Hit Ctrl-Alt-F to format selected text (or a whole file) or define your shortcut:

    'ctrl-alt-p': 'pg-formatter:format'

Also, you can automatically format SQL files on save (disabled by default).

You can download the package from url:

        https://atom.io/packages/pg-formatter

the sources are available at https://github.com/gajus/pg-formatter

Thanks to Alex Fedoseev for the atom package.

Prevent replacing code snippets

Using -p or --placeholder command line option it is possible to keep code untouched by pgFormatter in your SQL queries. For example, in query like:

        SELECT * FROM projects WHERE projectnumber
                IN <<internalprojects>> AND username = <<loginname>>;

you may want pgFormatter to not interpret << and >> as bit-shift keywords and modify your code snippets. You can use a Perl regular expression to instruct pgFormatter to keep some part of the query untouched. For example:

        pg_format samples/ex9.sql -p '<<(?:.*)?>>'

will not format the bit-shift like operators.

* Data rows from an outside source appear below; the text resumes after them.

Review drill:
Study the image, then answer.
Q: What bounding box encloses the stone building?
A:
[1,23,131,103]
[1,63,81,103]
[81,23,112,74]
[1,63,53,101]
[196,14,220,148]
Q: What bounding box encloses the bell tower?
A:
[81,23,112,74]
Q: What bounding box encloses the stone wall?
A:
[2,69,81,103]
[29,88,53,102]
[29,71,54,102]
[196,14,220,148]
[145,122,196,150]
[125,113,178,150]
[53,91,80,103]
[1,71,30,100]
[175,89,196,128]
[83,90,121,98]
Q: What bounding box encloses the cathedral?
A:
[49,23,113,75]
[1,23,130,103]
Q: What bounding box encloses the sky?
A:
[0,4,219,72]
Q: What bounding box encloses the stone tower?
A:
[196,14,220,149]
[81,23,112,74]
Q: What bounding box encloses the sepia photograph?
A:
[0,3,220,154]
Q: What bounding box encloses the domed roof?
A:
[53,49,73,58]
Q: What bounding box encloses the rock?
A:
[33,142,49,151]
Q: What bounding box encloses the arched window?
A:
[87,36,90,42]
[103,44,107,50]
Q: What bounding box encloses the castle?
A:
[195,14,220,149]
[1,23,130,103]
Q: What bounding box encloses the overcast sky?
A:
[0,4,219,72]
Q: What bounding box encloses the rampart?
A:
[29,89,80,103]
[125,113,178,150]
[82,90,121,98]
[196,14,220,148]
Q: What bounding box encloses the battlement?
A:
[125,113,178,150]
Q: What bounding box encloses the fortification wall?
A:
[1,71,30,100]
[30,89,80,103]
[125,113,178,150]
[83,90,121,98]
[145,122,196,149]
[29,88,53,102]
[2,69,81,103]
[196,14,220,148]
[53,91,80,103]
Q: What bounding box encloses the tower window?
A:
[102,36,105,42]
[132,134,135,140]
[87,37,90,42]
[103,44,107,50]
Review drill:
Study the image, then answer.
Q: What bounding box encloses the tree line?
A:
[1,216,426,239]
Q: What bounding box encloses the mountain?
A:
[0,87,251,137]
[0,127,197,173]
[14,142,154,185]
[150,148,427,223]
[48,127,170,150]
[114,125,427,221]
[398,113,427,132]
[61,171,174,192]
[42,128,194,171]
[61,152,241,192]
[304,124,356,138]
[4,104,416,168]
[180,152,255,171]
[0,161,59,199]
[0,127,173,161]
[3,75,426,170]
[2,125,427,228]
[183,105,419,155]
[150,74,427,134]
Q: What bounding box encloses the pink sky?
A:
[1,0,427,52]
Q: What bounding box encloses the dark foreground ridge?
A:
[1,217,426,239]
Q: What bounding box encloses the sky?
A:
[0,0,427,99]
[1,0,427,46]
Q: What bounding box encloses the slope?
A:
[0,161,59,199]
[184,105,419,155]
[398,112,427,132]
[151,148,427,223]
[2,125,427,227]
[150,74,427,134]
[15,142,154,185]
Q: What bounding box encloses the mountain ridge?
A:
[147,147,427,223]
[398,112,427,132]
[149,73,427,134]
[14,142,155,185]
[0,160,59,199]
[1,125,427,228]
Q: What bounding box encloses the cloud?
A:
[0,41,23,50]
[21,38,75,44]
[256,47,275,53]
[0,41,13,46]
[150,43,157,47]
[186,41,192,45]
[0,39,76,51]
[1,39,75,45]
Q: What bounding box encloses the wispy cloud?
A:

Prevent dynamic code formatting

By default pgFormatter takes all code between single quote as string constant and do not perform any formatting on this code. It is common to use a string as code separator to avoid doubling single quote in dynamic code generation, in this case pgFormatter can fail to auto detect the code separator. By default it will search for any string after the EXECUTE keyword starting with dollar sign. If it can not auto detect your code separator you can use the command line option -S or --separator to set the code separator that must be used.

Node.js thin-wrapper

Gajus Kuizinas has written a Node.js wrapper for executing pgFormatter. You can find it at https://github.com/gajus/pg-formatter

Customize CSS for the CGI output

You can change the HTML style rendered through the default CSS style by creating a file named custom_css_file.css into the pgFormatter CGI script directory. The default CSS will be fully overridden by this custom file content. You have to look at the generated HTML output to get the default CSS code used.

AUTHORS

pgFormatter is an original work from Gilles Darold with major code refactoring by Hubert depesz Lubaczewski.

COPYRIGHT

Copyright 2012-2018 Gilles Darold. All rights reserved.

LICENSE

pgFormatter is free software distributed under the PostgreSQL Licence.